Frau Brechenmacher Attends a Wedding
Getting ready was a terrible business. After supper Frau Brechenmacher packed four of the five babies to bed, allowing Rosa to stay with her and help to polish the buttons of Herr Brechenmacher's uniform. Then she ran over his best shirt with a hot iron, polished his boots, and put a stitch or two into his black satin necktie.
»Rosa,« she said, »fetch my dress and hang it in front of the stove to get the creases out. Now, mind, you must look after the children and not sit up later than half-past eight, and not touch the lamp – you know what will happen if you do.«
»Yes, mamma,« said Rosa, who was nine and felt old enough to manage a thousand lamps. »But let me stay up – the ›Bub‹ may wake and want some milk.«
»Half-past eight!« said the Frau. »I'll make the father tell you too.«
Rosa drew down the corners of her mouth.
»But ... but ...«
»Here comes the father. You go into the bedroom and fetch my blue silk handkerchief. You can wear my black shawl while I'm out – there now!«
Rosa dragged it off her mother's shoulders and wound it carefully round her own, tying the two ends in a knot at the back. After all, she reflected, if she had to go to bed at half-past eight she would keep the shawl on. Which resolution comforted her absolutely.
»Now, then, where are my clothes?« cried Herr Brechenmacher, hanging his empty letter-bag behind the door and stamping the snow out of his boots. »Nothing ready, of course, and everybody at the wedding by this time. I heard the music as I passed. What are you doing? You're not dressed. You can't go like that.«
»Here they are – all ready for you on the table, and some warm water in the tin basin. Dip your head in. Rosa, give your father the towel. Everything ready except the trousers. I haven't had time to shorten them. You must tuck the ends into your boots until we get there.«
»Nu,« said the Herr, »there isn't room to turn. I want the light. You go and dress in the passage.«
Dressing in the dark was nothing to Frau Brechenmacher. She hooked her skirt and bodice, fastened her handkerchief round her neck with a beautiful brooch that had four medals to the Virgin dangling from it, and then drew on her cloak and hood.

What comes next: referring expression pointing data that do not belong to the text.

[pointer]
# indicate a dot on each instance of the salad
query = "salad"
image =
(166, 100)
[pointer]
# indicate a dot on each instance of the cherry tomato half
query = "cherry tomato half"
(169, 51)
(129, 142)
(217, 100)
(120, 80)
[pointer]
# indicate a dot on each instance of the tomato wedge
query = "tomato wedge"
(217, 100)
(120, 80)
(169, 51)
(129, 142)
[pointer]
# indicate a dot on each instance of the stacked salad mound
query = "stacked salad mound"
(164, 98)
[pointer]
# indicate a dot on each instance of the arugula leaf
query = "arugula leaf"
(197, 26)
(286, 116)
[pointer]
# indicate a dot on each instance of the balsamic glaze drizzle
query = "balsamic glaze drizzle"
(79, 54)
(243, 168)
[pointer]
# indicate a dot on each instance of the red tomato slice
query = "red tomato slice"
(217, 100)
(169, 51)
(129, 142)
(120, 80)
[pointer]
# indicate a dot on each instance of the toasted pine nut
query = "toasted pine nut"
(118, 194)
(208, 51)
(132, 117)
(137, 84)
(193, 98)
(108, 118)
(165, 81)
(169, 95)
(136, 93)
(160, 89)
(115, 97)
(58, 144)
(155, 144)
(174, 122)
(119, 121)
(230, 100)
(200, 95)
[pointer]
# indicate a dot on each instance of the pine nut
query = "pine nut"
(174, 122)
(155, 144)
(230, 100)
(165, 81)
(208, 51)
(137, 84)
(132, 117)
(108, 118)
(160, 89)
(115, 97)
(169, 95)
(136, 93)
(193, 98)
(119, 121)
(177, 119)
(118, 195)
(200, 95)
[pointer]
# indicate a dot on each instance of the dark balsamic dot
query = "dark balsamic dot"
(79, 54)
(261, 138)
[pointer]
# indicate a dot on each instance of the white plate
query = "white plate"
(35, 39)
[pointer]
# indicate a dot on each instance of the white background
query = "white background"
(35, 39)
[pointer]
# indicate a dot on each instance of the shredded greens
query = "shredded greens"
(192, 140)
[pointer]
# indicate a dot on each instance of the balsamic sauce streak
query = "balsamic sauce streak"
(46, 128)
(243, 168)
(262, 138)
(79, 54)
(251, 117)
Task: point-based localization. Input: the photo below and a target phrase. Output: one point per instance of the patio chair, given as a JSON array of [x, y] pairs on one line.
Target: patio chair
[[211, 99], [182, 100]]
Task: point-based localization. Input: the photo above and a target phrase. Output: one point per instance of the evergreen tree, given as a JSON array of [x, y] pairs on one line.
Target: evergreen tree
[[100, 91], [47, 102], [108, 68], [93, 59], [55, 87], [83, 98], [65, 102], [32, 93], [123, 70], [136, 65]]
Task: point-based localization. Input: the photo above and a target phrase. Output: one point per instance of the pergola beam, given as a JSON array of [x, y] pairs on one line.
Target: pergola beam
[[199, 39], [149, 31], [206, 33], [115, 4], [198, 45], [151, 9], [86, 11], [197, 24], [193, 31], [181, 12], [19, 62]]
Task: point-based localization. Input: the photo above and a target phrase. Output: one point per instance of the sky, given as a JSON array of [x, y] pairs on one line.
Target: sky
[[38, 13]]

»Here, come and fasten this buckle,« called Herr Brechenmacher. He stood in the kitchen puffing himself out, the buttons on his blue uniform shining with an enthusiasm which nothing but official buttons could possibly possess. »How do I look?«
»Wonderful,« replied the little Frau, straining at the waist buckle and giving him a little pull here, a little tug there.